The Institute: A Novel, by Stephen King

Nine stars

Long a fan of Stephen King’s work, I was eager to get my hands on this piece and take the journey. King seems to find so many ways to keep the reader enthralled with his plots and characters, as this book did not veer too far from those foundational building blocks. Luke Ellis is violently kidnapped from his Minneapolis home, his parents left murdered in their beds. When Luke awakes, he can vaguely recollect something having happened to him, but the specifics are entirely fuzzy. An exceptionally bright twelve year-old, Luke is unable to decipher what is going on around him, until he is introduced as the newest member of The Institute, a super-secret facility in Maine. Its residents are children, not necessarily blessed with great intelligence, but with the powers of telekinesis or telepathy. As Luke becomes a little more acquainted with his surroundings, he comes to understand that these powers are being used for some unknown mission, during which time the children are drained of their abilities, then have their memories zapped of any recollection surrounding The Institute. This highly-regimented place leaves little room for straying from the path, though Luke and his fellow residents can use their powers to discus options. Luke takes it upon himself to make a break, with the help of someone else, and get help for the larger group. While he is able to slide under a fence, it is only the start, as Luke must flee swiftly and get someone to believe his far-fetched tale. When Luke arrives in DuPray, South Carolina, he rests his hopes on a local police officer. Tim Jamieson may be new to the area, but he has a great deal of policing experience, which includes a gut for trouble. With members of The Institute using their connections around the country, Luke Ellis might be in more danger than he thinks, and Jamieson his only hope. But what of those left back in Maine? Well, that’s where the story gets even more interesting… Another stellar King novel that will leave the reader wondering how they got from A to Z and loving the adventure along the way. Recommended to those who have a passion for King’s energetic writing style, as well as readers who are not scared off by a book’s length and tangential narrative.

Stephen King is one of those writers that you will either love or hate, both sets of readers having made themselves known on my Goodreads feed of late. King never shies away from controversy, but he is happy to do so by layering his novels with themes and countless tangents, seeking to prove a point without always being blunt. I grew up not being permitted to read King and have since made a point of trying to devour much of his newer writing, as well as dabbling in some of his older work. This piece shows signs of being more like his newer work, where the gore and the crazy facets are less prevalent, leaving a story that needs telling to come to the surface. Luke Ellis finds himself in the middle of this piece and seems to be the ideal protagonist.
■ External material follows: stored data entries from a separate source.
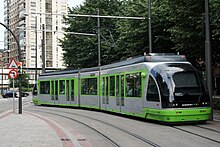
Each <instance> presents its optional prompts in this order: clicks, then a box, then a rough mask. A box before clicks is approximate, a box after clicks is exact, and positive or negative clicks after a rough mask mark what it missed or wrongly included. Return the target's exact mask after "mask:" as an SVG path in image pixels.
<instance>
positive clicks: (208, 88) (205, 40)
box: [205, 0, 213, 120]
mask: <svg viewBox="0 0 220 147" xmlns="http://www.w3.org/2000/svg"><path fill="white" fill-rule="evenodd" d="M205 36H206V40H205V63H206V81H207V86H208V90H209V96H210V105H211V107H212V106H213V104H212V90H213V89H212V54H211V41H210V17H209V0H205ZM211 111H212V112H211V113H212V114H211V118H210V120H213V110H211Z"/></svg>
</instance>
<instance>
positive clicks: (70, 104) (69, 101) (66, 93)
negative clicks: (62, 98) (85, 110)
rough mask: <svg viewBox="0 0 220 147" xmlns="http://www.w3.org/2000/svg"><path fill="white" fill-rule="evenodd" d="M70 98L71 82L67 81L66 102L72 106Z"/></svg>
mask: <svg viewBox="0 0 220 147" xmlns="http://www.w3.org/2000/svg"><path fill="white" fill-rule="evenodd" d="M70 97H71V95H70V80H66V101H67V103H69V104H70V105H71V101H70Z"/></svg>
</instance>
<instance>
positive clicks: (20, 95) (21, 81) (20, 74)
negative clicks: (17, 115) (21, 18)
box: [0, 22, 22, 114]
mask: <svg viewBox="0 0 220 147" xmlns="http://www.w3.org/2000/svg"><path fill="white" fill-rule="evenodd" d="M0 25H2V26H3V27H5V28H6V29H7V30H8V31H9V32H10V33H11V34H12V36H13V37H14V39H15V41H16V44H17V46H18V60H19V62H21V48H20V44H19V42H18V40H17V38H16V36H15V34H14V33H13V32H12V31H11V30H10V29H9V28H8V27H7V26H6V25H4V24H3V23H1V22H0ZM21 82H22V79H21V74H19V100H18V108H19V110H18V113H19V114H22V97H21Z"/></svg>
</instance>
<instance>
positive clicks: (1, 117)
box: [0, 111, 12, 119]
mask: <svg viewBox="0 0 220 147" xmlns="http://www.w3.org/2000/svg"><path fill="white" fill-rule="evenodd" d="M10 114H12V111H8V112H7V111H6V113H5V114H3V115H0V119H2V118H4V117H6V116H9V115H10Z"/></svg>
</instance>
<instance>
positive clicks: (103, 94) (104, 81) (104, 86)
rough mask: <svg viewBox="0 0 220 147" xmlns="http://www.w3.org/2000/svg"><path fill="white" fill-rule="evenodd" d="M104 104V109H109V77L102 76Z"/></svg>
mask: <svg viewBox="0 0 220 147" xmlns="http://www.w3.org/2000/svg"><path fill="white" fill-rule="evenodd" d="M102 82H103V84H102V104H103V105H104V107H103V108H104V109H107V107H108V105H109V77H103V78H102Z"/></svg>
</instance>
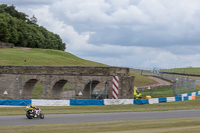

While he is young—twelve being that formative age when everything is new or awkward—Luke does well throughout this novel, navigating much of what is placed before him. He must not only digest the death of his family, but the incarceration in this sinister ‘tele-prison’ of sorts, while trying to be both a leader and a child seeking guidance. King created the ideal young character here and the attentive reader will enjoy all the backstory and character development that comes along with it. Others who find their way into the story help shape the narratives, particularly Tim Jamieson, whose emergence in the opening portion of the book led me to wonder if this were another of those ‘down the rabbit hole’ moments when we would not see a character again after attaching ourselves to him. Jamieson serves as a protector and quasi-father figure to Luke as they try to wrestle The Institute and all it stands for before more children are harmed. The story itself serves as a wonderfully entertaining piece, though it is long. As with most King novels, the reader needs patience, which pays off in the long-run. There are many references to past King pieces, which is part of the adventure, as the reader tries to link the references to the different books. There is never a shortage of King works to pull upon or become excited about and they always leave the reader thinking, while also wanting more. I can say I am yearning for more and will keep my eyes open for more in the coming months!

Kudos, Mr. King, for always pushing the envelop a little more and keeping me on my toes. Brilliant work deserves much praise and I hope others see some of what I did in this novel.